The most difficult complaints are those that occur after the fact. When the customer storms in, huffing and puffing that the bakery has ruined her birthday party by screwing up a cake order, the fight or flight response kicks in.
“When this happens, you need to stay calm. The first thing to do is breathe—your body needs oxygen,” Rouwhorst said. “Then you need to change something, which helps you stay in control.” Whether it’s grabbing a notepad to jot down notes, physically moving so you’re beside the customer instead of facing her or asking her to come to a different part of the bakery, changing something keeps you from losing emotional control, since your defenses are up in response to the high-stress situation at hand.
“The customer’s perception is always right,” she said. “If we argue with what their view is, we get in trouble. We have to be the bigger person and empathize with them. There’s a lot going on in their lives that we’re not privy to so we really need to get information from them to handle the problem.”
To help prevent complaints from happening in the first place, Rouwhorst has created “customer improvement forms,” which employees use to document every single complaint that is raised.
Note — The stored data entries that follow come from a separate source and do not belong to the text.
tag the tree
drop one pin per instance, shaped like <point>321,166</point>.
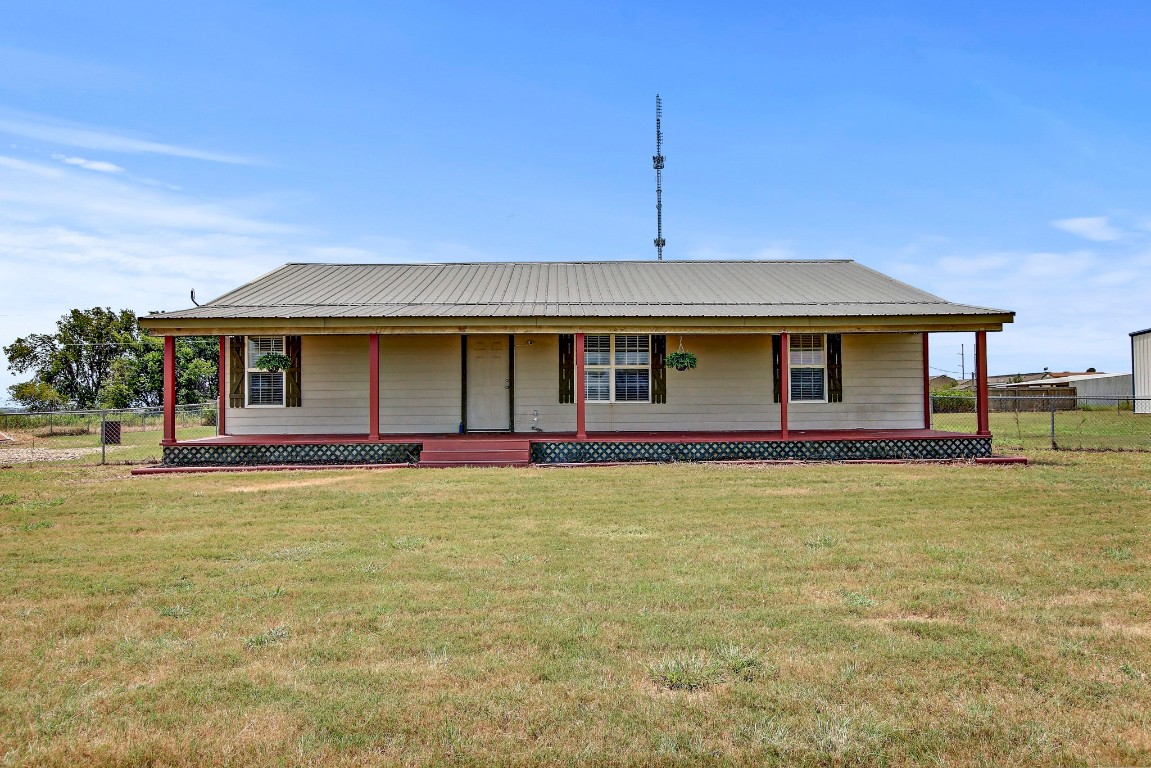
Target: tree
<point>100,358</point>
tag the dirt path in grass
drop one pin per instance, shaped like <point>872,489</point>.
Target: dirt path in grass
<point>29,455</point>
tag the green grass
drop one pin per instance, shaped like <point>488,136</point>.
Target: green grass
<point>649,615</point>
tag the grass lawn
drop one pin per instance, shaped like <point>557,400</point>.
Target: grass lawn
<point>647,615</point>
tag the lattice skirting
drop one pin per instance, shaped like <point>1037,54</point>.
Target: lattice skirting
<point>360,453</point>
<point>806,450</point>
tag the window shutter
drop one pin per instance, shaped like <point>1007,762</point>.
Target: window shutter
<point>566,367</point>
<point>658,369</point>
<point>236,372</point>
<point>835,369</point>
<point>292,395</point>
<point>776,365</point>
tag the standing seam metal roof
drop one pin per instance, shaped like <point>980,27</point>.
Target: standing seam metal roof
<point>829,288</point>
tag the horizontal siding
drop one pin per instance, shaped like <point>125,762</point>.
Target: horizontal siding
<point>419,383</point>
<point>883,387</point>
<point>334,390</point>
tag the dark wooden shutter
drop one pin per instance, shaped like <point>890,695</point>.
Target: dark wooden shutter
<point>292,394</point>
<point>776,365</point>
<point>658,369</point>
<point>566,367</point>
<point>236,372</point>
<point>835,369</point>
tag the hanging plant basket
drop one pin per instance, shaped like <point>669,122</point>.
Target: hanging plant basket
<point>273,362</point>
<point>680,360</point>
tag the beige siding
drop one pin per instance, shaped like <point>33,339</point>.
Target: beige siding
<point>1141,363</point>
<point>730,390</point>
<point>334,386</point>
<point>883,387</point>
<point>419,383</point>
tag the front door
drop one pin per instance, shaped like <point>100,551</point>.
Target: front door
<point>488,383</point>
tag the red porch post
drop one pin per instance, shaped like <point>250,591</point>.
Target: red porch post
<point>580,389</point>
<point>222,386</point>
<point>927,386</point>
<point>169,392</point>
<point>373,386</point>
<point>784,382</point>
<point>981,382</point>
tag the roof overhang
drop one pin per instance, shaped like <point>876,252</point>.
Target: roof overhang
<point>169,326</point>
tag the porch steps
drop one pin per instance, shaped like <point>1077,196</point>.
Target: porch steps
<point>477,451</point>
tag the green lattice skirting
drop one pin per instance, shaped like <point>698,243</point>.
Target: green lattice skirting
<point>806,450</point>
<point>363,453</point>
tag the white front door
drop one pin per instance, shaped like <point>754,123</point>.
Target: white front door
<point>488,383</point>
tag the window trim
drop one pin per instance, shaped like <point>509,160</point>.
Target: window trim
<point>612,366</point>
<point>250,370</point>
<point>793,366</point>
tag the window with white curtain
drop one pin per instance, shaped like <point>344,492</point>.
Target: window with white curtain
<point>617,369</point>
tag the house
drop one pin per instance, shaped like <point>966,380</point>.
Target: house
<point>561,362</point>
<point>1141,370</point>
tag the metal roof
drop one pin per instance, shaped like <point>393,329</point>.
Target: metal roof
<point>588,289</point>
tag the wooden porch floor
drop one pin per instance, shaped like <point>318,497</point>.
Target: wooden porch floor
<point>429,440</point>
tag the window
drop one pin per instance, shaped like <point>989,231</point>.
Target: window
<point>617,369</point>
<point>807,365</point>
<point>264,387</point>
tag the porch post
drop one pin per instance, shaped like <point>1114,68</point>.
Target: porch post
<point>169,392</point>
<point>373,386</point>
<point>580,386</point>
<point>784,383</point>
<point>927,386</point>
<point>981,383</point>
<point>221,377</point>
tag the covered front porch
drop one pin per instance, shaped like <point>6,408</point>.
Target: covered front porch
<point>517,449</point>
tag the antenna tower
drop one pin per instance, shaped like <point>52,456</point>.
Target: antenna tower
<point>657,164</point>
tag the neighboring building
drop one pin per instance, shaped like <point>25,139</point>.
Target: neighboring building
<point>1090,388</point>
<point>1141,370</point>
<point>572,354</point>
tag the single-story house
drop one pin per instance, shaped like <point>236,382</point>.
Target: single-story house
<point>1141,370</point>
<point>557,362</point>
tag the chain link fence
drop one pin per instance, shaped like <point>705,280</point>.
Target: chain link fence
<point>112,435</point>
<point>1066,421</point>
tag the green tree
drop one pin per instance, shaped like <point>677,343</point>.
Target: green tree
<point>101,358</point>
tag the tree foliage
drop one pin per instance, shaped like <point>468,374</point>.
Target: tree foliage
<point>101,358</point>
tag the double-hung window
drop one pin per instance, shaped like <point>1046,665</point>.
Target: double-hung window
<point>617,369</point>
<point>264,387</point>
<point>807,363</point>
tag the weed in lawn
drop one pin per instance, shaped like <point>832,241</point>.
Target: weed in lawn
<point>1118,554</point>
<point>821,541</point>
<point>176,611</point>
<point>406,542</point>
<point>858,600</point>
<point>268,637</point>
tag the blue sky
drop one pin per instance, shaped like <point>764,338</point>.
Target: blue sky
<point>993,153</point>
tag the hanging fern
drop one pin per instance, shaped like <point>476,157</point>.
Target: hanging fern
<point>680,360</point>
<point>273,362</point>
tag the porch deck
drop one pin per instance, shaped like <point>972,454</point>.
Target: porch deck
<point>564,448</point>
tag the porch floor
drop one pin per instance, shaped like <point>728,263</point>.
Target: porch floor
<point>431,439</point>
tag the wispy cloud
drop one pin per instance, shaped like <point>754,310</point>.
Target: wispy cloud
<point>91,165</point>
<point>1094,228</point>
<point>53,131</point>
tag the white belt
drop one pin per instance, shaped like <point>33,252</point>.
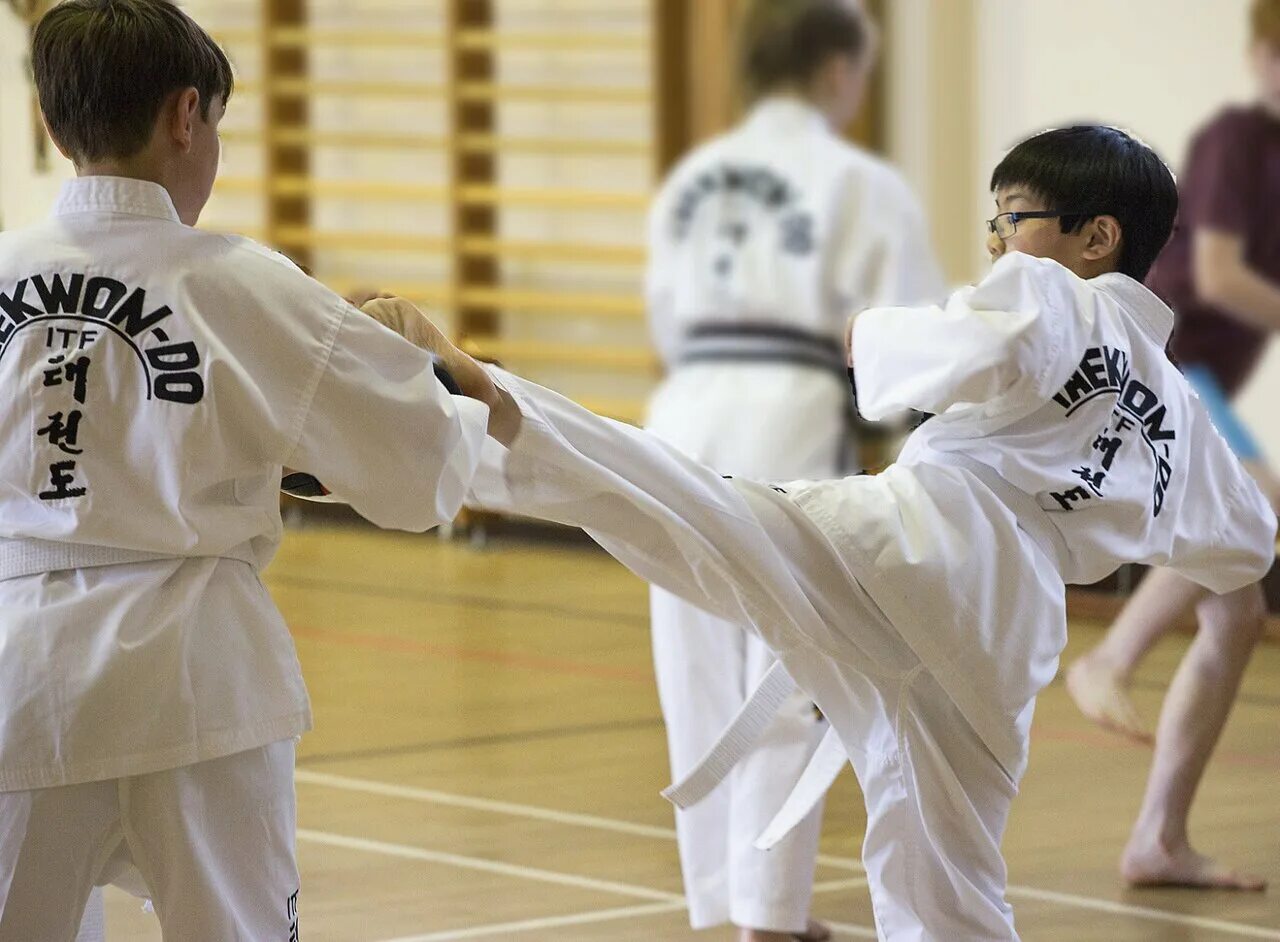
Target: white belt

The forms contain questions to ask and space for documenting exactly what went wrong.
However, in high-stress or real-time situations when the most important thing is to fix the problem quickly, it’s critical that employees know they are empowered to handle complaints.
“We also use those forms as teaching tools in our weekly employee huddles,” she said. “There are dollar amounts attached to every complaint and employees can see the solutions that were offered, which empowers and teaches them. You need to encourage employees to think.”
Setting clear expectations is another preventive tool. “What the customer wants isn’t always realistic,” Rouwhorst said, adding that it’s important to be firm and give options to the customer. For example, instead of totally refunding the customer for a cake that was filled with the wrong flavor (even though they ate the entire cake at the party), the operator can offer a coupon for other free product or a discount on the decorating labor cost.
It’s also essential to create written contracts and stick to them, which will prevent issues from arising altogether.
“Every time I get a crazy complaint, I add that to the contract. A lot of brides laugh when they read my contract,” Rouwhorst said. However, she added, she’s had almost no complaints from customers since implementing this simple preventive tool.
“Complaints will never get easier. They stink,” she said. “It’s not black and white; it’s only shades of gray. But learn from past experiences and prevent, prevent, prevent!”